Het is een ernstige zonde als een lid of dooplid van de Gereformeerde Gemeenten zich laat dopen in bijvoorbeeld een evangelische gemeente. Deze overdoop betekent het einde van het lidmaatschap van de kerk.
Dat sprak de generale synode van de Gereformeerde Gemeenten donderdag uit, naar aanleiding van een kerkrechtelijke notitie over dit onderwerp.
De synode worstelde met de vraag hoe om te gaan met bijvoorbeeld een minderjarige die zich laat overdopen. Ouderling Z. Klaasse (Beekbergen): „Ik kan er geen vrede mee hebben als iemand van 17 jaar tegen de zin van de ouders ophoudt lid te zijn.”
Deputaat ds. P. Mulder stelde daarentegen dat er sprake is van een vaststaand feit. „Als een minderjarige belijdenis doet in een andere kerk, dan houdt de band met onze kerken ook op. Er is altijd een weg terug. Pastorale zorg willen we altijd bieden. Maar we moeten kerkrechtelijk wel helder zijn.”
De synode benadrukte het grote belang van pastoraat richting de ouders van kinderen die zich laten overdopen. Ook stelde de vergadering dat de overdoop van een minderjarige niet hoeft te betekenen dat deze jongeren geen pastorale zorg meer krijgen aangeboden.
De synode gaf naar aanleiding van deze discussie aan de commissie catechese de opdracht om een lesbrief te schrijven over de waarde van de kinderdoop.

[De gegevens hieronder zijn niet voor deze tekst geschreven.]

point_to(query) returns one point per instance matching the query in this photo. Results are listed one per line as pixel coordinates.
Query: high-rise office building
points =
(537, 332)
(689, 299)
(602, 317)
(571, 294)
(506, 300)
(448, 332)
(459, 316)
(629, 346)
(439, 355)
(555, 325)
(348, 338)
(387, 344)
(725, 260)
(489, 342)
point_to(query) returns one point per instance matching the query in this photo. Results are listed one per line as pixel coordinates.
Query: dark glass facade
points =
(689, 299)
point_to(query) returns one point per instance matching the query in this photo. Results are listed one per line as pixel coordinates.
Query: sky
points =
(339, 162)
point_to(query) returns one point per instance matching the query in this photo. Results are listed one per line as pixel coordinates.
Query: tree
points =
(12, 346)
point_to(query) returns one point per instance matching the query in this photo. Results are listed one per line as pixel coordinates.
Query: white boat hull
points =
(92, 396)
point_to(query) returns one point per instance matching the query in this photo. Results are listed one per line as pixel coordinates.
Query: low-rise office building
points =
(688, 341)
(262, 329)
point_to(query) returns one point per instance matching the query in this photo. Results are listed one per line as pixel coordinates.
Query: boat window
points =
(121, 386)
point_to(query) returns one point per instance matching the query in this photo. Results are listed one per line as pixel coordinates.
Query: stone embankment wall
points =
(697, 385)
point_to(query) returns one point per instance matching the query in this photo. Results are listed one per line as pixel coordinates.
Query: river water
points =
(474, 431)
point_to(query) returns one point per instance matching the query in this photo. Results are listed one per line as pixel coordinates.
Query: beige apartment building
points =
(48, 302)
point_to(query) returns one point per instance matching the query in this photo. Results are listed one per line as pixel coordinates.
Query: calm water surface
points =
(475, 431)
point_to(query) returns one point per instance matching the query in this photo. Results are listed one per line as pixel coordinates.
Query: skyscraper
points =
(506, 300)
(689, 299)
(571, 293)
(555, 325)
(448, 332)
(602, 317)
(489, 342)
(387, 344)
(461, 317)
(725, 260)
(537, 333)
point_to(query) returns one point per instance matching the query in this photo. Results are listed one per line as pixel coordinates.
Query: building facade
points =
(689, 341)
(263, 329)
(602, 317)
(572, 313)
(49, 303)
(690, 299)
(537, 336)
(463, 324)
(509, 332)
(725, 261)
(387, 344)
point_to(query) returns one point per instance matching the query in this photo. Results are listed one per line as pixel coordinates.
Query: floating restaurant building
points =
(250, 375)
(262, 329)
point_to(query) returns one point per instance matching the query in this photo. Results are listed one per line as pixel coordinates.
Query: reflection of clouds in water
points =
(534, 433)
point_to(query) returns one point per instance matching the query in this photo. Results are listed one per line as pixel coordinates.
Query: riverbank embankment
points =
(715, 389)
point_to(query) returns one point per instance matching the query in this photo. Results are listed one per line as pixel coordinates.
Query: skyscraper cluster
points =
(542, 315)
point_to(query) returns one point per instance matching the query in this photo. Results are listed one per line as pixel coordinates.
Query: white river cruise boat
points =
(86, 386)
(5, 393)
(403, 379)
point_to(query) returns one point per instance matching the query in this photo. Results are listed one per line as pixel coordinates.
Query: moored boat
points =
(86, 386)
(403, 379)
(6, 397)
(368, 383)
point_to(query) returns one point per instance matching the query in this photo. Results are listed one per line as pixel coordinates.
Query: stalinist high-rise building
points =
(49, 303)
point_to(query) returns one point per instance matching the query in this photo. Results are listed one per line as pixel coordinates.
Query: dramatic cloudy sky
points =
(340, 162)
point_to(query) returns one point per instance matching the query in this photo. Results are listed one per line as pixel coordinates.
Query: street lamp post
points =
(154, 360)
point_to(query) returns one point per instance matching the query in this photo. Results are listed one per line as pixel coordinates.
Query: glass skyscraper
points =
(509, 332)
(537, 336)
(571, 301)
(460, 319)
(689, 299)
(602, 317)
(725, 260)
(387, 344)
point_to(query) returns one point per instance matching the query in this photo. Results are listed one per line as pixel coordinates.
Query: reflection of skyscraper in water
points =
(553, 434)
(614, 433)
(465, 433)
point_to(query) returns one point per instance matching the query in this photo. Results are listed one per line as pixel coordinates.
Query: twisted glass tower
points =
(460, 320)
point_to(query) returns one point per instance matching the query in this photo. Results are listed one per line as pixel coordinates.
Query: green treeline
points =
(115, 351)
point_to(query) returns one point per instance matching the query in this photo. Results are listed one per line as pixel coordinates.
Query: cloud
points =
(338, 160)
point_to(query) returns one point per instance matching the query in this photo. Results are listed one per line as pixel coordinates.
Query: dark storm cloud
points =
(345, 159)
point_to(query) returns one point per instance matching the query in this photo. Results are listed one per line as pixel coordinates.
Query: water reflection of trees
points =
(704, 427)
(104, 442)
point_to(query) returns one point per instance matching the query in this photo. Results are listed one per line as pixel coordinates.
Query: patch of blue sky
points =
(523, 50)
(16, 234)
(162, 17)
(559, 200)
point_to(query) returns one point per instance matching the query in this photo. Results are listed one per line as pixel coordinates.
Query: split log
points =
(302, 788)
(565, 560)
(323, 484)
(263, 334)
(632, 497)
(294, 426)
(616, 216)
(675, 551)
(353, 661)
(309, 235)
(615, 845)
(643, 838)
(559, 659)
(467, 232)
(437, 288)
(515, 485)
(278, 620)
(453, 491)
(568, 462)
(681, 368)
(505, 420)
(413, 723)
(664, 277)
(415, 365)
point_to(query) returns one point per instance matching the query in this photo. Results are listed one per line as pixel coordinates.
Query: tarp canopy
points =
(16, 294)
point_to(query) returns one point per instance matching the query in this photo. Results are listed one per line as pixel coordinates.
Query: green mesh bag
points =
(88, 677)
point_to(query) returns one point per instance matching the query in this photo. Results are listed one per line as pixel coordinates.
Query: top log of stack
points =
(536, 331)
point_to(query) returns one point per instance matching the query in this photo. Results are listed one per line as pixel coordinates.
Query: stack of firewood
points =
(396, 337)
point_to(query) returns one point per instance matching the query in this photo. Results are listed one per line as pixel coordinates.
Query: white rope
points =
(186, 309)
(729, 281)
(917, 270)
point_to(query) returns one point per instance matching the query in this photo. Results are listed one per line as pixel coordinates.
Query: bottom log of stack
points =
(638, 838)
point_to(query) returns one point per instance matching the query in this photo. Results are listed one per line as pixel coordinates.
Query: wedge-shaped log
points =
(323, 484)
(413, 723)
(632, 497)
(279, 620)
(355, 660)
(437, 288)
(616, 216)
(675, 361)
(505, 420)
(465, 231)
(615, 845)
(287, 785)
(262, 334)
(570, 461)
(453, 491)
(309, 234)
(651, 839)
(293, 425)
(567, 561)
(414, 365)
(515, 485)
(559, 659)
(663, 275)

Ook volgen over dit onderwerp publicaties in kerkblad De Saambinder en jongerenblad Daniël.
De kerkvergadering besloot geen ruimte te bieden aan het afleggen van een speciale belofte door ouders van een al gedoopt geadopteerd kind, die dit christelijk willen opvoeden. Deputaat ds. P. Mulder stelde dat dit onderwerp aandacht kan krijgen in onder meer de pastorale begeleiding, de voorbede in de gemeente en in kerkbodes.
De synode nam daarnaast een rapport aan dat het belang van de zondagsrust en –heiliging onderstreept.